Everyone needs to eat, and we can get food in a lot of ways. People have choices, including grocery stores, restaurants, fast food establishments, and convenience shops. You may not think much about where the food you eat comes from, but some grocery store items come from hundreds and thousands of miles away. Products can sit on shelves for a long time, losing their characteristic nutritious value and flavor.
There’s another option: purchasing food from local farms. Doing so has many personal and societal benefits that can reap benefits for your investment. Here are four reasons to buy your food locally.
1. It Tastes Better
Food is way fresher when you buy from local farms because there is less time from farm to table. Local produce is in seasons and picked when it’s ripe, unlike food from thousands of miles away.
The flavor is always more when a local farmer harvests fruits and vegetables at the peak of ripeness, rather than produce that ripens over several days or weeks. You’ll be buying flavorful and delicious items, offering the most nutritious value. The food will also be free from the coatings that protect foods and look good in grocery stores, such as wax applied on apples. It’s best to avoid these unhealthy extras if one can.
2. It’s More Nutritious
Food picked after it ripens on the plant is also more nutrient-dense and maintains its nutritional value much better than if transported. That’s because it never sits for a long time. Grocery store offerings will not be nearly as fresh as the food that you purchase.
Farmers must pick store-bought produce some time before it ripens, decreasing its nutritional value. More nutrients in food bear significant advantages for your body.
3. It’s Safer
Before food travels thousands of miles to your table, producers add chemicals to preserve it and gasses that preserve it. This practice is generally not harmful in small amounts, but some people are allergic to some chemicals, and more significant amounts are bad for you.
Local produce will be less exposed to these things. Small farms, even those that aren’t organic, use fewer pesticides than larger farms that produce mass amounts of food. You can also communicate with a producer in your locality and know what they use and the safety measures in place. Local food is also environmentally friendly since pesticides contaminate soil, water, and other vegetation. The carbon footprint increases with transportation which harms the planet, making the environment less healthy for everyone.

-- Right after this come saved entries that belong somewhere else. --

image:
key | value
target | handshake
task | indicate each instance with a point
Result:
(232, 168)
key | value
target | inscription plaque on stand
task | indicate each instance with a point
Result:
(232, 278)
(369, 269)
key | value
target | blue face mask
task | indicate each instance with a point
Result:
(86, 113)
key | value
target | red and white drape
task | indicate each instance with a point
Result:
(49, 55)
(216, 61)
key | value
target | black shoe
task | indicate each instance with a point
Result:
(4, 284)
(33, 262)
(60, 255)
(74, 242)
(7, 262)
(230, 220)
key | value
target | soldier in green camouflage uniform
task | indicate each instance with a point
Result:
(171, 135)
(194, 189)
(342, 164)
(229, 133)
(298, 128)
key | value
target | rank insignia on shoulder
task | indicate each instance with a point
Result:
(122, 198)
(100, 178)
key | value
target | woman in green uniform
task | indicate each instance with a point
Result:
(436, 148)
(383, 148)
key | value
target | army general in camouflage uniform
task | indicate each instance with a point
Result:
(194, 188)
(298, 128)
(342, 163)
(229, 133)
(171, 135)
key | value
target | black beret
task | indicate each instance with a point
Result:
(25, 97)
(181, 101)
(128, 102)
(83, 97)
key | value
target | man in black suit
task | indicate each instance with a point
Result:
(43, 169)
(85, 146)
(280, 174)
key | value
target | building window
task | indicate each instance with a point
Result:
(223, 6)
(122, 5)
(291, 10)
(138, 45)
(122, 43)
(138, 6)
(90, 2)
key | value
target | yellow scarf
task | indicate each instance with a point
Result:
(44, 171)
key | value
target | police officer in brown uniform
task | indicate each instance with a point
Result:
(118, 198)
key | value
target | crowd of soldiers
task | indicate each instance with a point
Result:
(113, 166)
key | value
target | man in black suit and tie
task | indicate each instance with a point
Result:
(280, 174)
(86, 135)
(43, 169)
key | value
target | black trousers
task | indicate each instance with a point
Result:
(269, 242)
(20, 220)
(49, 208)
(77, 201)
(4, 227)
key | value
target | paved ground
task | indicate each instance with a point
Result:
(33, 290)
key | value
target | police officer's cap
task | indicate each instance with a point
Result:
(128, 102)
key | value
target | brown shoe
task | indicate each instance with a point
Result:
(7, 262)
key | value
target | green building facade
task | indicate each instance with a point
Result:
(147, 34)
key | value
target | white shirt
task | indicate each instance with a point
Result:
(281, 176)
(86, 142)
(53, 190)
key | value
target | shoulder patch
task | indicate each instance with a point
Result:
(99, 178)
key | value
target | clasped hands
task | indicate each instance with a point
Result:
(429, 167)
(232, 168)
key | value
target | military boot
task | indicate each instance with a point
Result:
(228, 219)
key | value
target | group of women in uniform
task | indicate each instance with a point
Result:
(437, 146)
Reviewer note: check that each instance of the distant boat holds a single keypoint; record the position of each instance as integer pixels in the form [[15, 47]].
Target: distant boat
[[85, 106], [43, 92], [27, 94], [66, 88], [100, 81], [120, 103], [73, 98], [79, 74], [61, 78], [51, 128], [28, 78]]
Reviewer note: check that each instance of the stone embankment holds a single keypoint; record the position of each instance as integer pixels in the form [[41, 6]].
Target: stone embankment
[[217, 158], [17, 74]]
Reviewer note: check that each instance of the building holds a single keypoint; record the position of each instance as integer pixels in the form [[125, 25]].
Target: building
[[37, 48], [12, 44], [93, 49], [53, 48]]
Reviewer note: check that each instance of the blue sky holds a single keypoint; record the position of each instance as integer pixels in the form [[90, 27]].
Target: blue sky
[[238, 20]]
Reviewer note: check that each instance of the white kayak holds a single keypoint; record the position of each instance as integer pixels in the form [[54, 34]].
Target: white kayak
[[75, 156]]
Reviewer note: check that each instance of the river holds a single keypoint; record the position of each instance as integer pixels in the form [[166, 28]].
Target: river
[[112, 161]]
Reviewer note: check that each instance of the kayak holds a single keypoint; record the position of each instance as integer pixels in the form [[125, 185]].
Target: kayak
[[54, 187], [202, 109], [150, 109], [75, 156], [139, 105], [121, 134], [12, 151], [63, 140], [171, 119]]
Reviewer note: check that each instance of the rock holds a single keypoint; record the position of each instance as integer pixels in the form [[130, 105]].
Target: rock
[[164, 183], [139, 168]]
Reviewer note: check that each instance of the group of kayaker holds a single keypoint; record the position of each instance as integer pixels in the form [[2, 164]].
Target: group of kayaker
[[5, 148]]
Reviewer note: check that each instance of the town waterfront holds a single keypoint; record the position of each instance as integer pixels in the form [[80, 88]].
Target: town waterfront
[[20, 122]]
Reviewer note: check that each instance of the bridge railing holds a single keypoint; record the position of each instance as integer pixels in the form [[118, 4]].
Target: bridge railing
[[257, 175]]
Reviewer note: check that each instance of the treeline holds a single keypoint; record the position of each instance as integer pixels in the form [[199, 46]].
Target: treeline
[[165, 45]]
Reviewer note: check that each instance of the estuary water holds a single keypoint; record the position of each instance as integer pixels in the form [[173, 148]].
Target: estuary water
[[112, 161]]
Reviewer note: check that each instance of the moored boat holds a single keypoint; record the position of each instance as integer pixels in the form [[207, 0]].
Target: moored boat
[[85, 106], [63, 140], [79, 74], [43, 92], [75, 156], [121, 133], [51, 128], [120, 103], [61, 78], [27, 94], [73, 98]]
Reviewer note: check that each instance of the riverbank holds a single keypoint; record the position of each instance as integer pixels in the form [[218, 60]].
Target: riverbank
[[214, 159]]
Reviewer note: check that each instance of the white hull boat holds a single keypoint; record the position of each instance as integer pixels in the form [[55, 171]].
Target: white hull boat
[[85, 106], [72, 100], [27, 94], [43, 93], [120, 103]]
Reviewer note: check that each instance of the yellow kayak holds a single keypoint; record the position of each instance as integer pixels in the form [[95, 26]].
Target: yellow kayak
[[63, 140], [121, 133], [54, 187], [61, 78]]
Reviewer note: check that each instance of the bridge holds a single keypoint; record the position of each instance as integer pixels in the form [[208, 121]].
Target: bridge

4. It Creates Community Engagement
You are engaging with a lot of people when you shop for local food, whether through a farmers market, co-op, or locally supplied grocer.
Buying locally allows you to interact with those directly involved in the growing, transportation, and in process of selling it. This will help you in building connections with community members you may see again in a different context. These interactions strengthen the community to better interact and problem-solve in the future, providing a sense and a feeling of cohesiveness.